April was an avatar for millennial jadedness and skepticism. At times Plaza still plays into the image, as at the SAG Awards this year, when she and Wednesday’s Jenna Ortega did a witchy bit—which Plaza cowrote—about hexing the ceremony’s producers. The persona, she says, is a defense mechanism, particularly when it comes to late-night show appearances. “You can see all the colors of my psychological state on display in any of these interviews,” she says. “It’s a struggle for me every time. It’s a struggle to not quote-unquote ‘give people what they want,’ which is—I don’t even know what they want—and try to have fun for myself without coming off like an asshole. I think it all just stems from—I’m scared. I prefer to be a character. I mean, that’s literally what I am doing.”

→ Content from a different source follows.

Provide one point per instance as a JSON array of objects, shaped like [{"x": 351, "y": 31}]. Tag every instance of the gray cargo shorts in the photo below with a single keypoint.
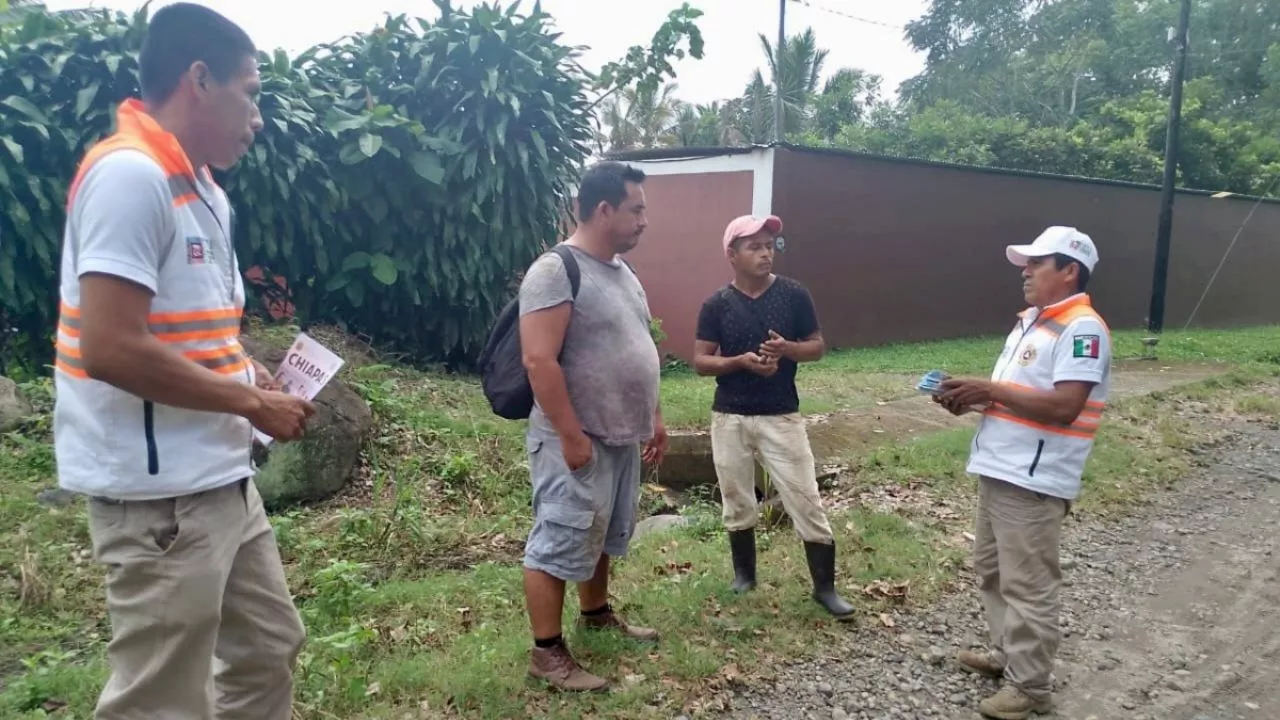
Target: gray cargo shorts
[{"x": 580, "y": 514}]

Sixteen years from now, when Plaza gets around to watching season two of The White Lotus, she’ll see that she delivers a nuanced, powerhouse performance as Harper, a tightly wound, justice-minded attorney who is, relatably, annoyed by her vapid vacation companions.

I offer Plaza my unsolicited opinion on the character—that I wish she had dumped her husband, Ethan (Will Sharpe), who got to be a newly rich tech bro while Harper had to suffer through his boyish insecurity. She hears me out, intrigued, or at least faking it credibly. “There was a slight dynamic shift, I think, when we started shooting,” she says. “In the script, it felt like they both were on the same level of boredom or complacency. But I don’t know if it was Ethan’s, you know, rock-hard abs—the 16-pack that he somehow magically had while we were shooting—but I was like, ‘No, no, no, no, no. The dynamic is different now.’”

Series creator Mike White wrote the role specifically for Plaza. “There’s something about Harper that feels like we tapped into a kind of vulnerability people wouldn’t expect from me,” Plaza says. “There’s an element of feeling misunderstood, and I gravitate towards those kinds of characters a lot—their defenses are up and they feel out of place.”

While making The White Lotus, Plaza thought about her childhood and her parents’ own ascension through the class system: Her mother is an attorney, like Harper, and her father works in wealth management. “They’re not in that billionaire world at all,” she says, “but the idea of coming from nothing and, you know, working your way up—I think that’s why the character felt very personal to me. I grew up navigating different worlds and different communities where I was like, Oh, now all of a sudden we’re living in a bigger house and a more fancy neighborhood.’ But I always felt like an outsider.”

Plaza’s dad is Puerto Rican and her mom is Scottish and Irish. They had her when they were 19, and their home in Wilmington, Delaware, was a cultural consortium. Plaza remembers coming back from Irish dance class—“You can’t move your arms!” she laughs—and then salsa dancing in the kitchen.

Her mother, Bernadette, was a beauty pageant contestant when Plaza was a kid. “Hair out to here, blue eyeshadow, super ’80s babe,” Plaza says. “I feel very much like there’s some kind of ancestral, generational thing going on, just in my DNA. There are a lot of people in my family that are just so creative. It makes me wanna cry. And I got lucky. I have the means to somehow do it. It feels like a weight, almost. Not a bad weight, but like it was meant to be or something. I make so many of them so proud, and it feels personal, because they all had a hand in raising me.”

As the eldest of the grandkids on her Puerto Rican side, Plaza wound up assuming a lot of responsibility. “Nothing fazes me, I’m very malleable,” she says. “I grew up around a lot of people pulling me in different directions, but there was an overarching theme of family on both sides. Doesn’t matter who fucked up or what’s going on. So many crazy things were always happening, but we all have each other’s back at all times. And you know where you came from.”